FIG. 1 is a circuit diagram of a composite semiconductor device according to a first embodiment of the present invention, FIG. 2 is a circuit diagram of a composite semiconductor device according to a second embodiment of the present invention, and FIG. 3 is a circuit diagram of a composite semiconductor device according to a second embodiment of the present invention. A circuit diagram of a composite semiconductor device according to an example, FIG. 4 is a characteristic diagram of the composite semiconductor device of FIG. 3, FIG. 5 is a circuit diagram of a conventional composite semiconductor device, and FIG. 6 is a diagram of another conventional composite semiconductor device. circuit diagram of semiconductor device,
FIG. 7 is a circuit diagram of yet another conventional composite semiconductor device,
FIG. 8 is a characteristic diagram of the composite semiconductor device of FIG. 7. ■... Electrostatic induction thyristor, IA... Anode, 1
K...Cathode, IG-, gate, 2-MOSFET
. 2D... Drape 2S, -, Source, 2G...
・Gate, 3... Diode, 4... Zener diode, 5A... First electrode, 5 B 1 second electrode, 5c... Third electrode, 6... Resistor, 7...・Capacitor, 8...bias circuit. Figure 1 Example Figure 2 Figure 3 Example Example Figure 4 Condenser capacitance (μF)

Claims (4)

[Claims] (1) The cathode of the electrostatic induction thyristor is connected to the drain of the MOSFET, the anode of the electrostatic induction thyristor is used as the first electrode, and the gate of the electrostatic induction thyristor is connected to the source of the MOSFET to take out the first electrode to the outside. 2 electrode, and the gate of the MOSFET is the third electrode.

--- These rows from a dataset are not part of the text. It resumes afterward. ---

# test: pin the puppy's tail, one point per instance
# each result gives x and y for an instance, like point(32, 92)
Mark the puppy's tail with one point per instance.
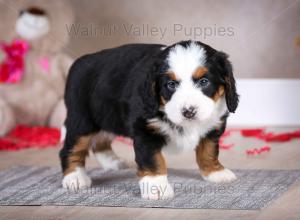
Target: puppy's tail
point(63, 132)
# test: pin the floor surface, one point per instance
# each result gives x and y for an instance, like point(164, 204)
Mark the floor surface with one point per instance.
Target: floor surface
point(282, 156)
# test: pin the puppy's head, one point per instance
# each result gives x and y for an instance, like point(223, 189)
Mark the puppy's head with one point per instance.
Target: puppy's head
point(194, 81)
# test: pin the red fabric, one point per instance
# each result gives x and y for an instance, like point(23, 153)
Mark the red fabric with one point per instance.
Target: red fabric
point(26, 137)
point(270, 136)
point(256, 151)
point(12, 68)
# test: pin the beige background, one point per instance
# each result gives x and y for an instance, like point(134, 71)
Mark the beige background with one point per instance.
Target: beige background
point(264, 42)
point(262, 37)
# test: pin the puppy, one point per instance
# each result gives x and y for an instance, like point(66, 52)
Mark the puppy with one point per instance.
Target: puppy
point(174, 97)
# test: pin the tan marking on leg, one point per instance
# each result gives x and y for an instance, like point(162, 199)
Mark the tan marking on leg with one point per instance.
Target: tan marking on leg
point(162, 101)
point(160, 169)
point(79, 153)
point(207, 157)
point(102, 141)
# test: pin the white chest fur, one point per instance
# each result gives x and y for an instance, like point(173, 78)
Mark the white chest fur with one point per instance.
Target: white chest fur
point(191, 133)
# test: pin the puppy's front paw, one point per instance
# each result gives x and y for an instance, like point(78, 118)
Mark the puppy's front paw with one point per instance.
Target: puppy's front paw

What is claimed is: 1. A composite semiconductor device in which a bias circuit having a capacitor is connected between the gate of the electrostatic induction thyristor and the source of the MOSFET. (2) The composite semiconductor device according to claim 1, wherein the bias circuit includes a resistor connected in parallel to the capacitor. (3) The composite semiconductor device according to claim 1, wherein the bias circuit includes a diode connected in parallel to the capacitor. (4) The composite semiconductor device according to claim 1, wherein the bias circuit includes a Zener diode connected in parallel to the capacitor.